SKID: Self-Supervised Learning for Knee Injury Diagnosis from MRI Data
Siladittya Manna, Saumik Bhattacharya, Umapada Pal

TL;DR
This paper introduces a self-supervised learning approach for knee injury diagnosis from MRI videos, effectively learning spatial features that improve classification, especially for minority classes, without requiring extensive annotated data.
Contribution
It presents the first application of self-supervised learning for class imbalanced multi-label classification in knee MRI videos, demonstrating improved feature learning and reliability.
Findings
Self-supervised features perform competitively in classification tasks.
The approach effectively learns minority class representations.
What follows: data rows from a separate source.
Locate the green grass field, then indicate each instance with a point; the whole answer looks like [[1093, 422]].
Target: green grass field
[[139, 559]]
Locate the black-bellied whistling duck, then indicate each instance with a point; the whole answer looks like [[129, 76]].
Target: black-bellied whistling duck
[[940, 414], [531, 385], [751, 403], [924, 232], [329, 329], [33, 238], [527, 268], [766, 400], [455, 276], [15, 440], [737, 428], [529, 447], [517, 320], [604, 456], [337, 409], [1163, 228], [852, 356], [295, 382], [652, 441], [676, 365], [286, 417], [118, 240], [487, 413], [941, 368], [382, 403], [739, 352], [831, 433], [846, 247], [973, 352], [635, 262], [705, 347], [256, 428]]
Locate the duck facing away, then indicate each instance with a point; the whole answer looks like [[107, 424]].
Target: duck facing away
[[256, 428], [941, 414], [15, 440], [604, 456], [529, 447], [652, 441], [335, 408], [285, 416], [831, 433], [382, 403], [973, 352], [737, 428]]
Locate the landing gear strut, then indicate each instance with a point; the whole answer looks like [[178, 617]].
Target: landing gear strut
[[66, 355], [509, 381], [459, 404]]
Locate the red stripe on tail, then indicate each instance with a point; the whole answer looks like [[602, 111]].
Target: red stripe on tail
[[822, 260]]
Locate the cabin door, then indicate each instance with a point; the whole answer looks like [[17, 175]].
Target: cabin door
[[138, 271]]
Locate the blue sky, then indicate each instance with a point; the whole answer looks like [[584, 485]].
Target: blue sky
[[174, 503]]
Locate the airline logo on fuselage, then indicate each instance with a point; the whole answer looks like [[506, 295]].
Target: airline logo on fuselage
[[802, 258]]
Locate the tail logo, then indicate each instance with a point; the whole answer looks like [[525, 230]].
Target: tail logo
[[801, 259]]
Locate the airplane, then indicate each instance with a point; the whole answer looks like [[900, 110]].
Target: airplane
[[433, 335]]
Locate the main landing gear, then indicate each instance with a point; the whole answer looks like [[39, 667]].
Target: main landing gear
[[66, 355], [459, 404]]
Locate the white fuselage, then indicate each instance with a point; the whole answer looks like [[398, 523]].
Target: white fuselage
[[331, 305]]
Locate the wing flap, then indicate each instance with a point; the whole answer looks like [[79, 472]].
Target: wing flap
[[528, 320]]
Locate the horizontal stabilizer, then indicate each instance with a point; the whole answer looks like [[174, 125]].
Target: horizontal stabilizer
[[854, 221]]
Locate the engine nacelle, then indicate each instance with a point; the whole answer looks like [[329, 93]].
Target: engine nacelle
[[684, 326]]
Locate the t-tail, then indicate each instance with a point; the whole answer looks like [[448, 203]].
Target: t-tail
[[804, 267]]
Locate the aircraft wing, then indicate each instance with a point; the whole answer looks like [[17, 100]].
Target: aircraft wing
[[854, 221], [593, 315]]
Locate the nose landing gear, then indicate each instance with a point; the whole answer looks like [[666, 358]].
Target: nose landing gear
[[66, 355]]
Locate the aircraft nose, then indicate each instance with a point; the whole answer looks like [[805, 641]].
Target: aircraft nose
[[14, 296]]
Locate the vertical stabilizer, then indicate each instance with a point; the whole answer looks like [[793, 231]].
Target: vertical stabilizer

No additional imbalance strategies needed for reliable minority class detection.
Abstract
In medical image analysis, the cost of acquiring high-quality data and their annotation by experts is a barrier in many medical applications. Most of the techniques used are based on supervised learning framework and need a large amount of annotated data to achieve satisfactory performance. As an alternative, in this paper, we propose a self-supervised learning (SSL) approach to learn the spatial anatomical representations from the frames of magnetic resonance (MR) video clips for the diagnosis of knee medical conditions. The pretext model learns meaningful spatial context-invariant representations. The downstream task in our paper is a class imbalanced multi-label classification. Different experiments show that the features learnt by the pretext model provide competitive performance in the downstream task. Moreover, the efficiency and reliability of the proposed pretext model in…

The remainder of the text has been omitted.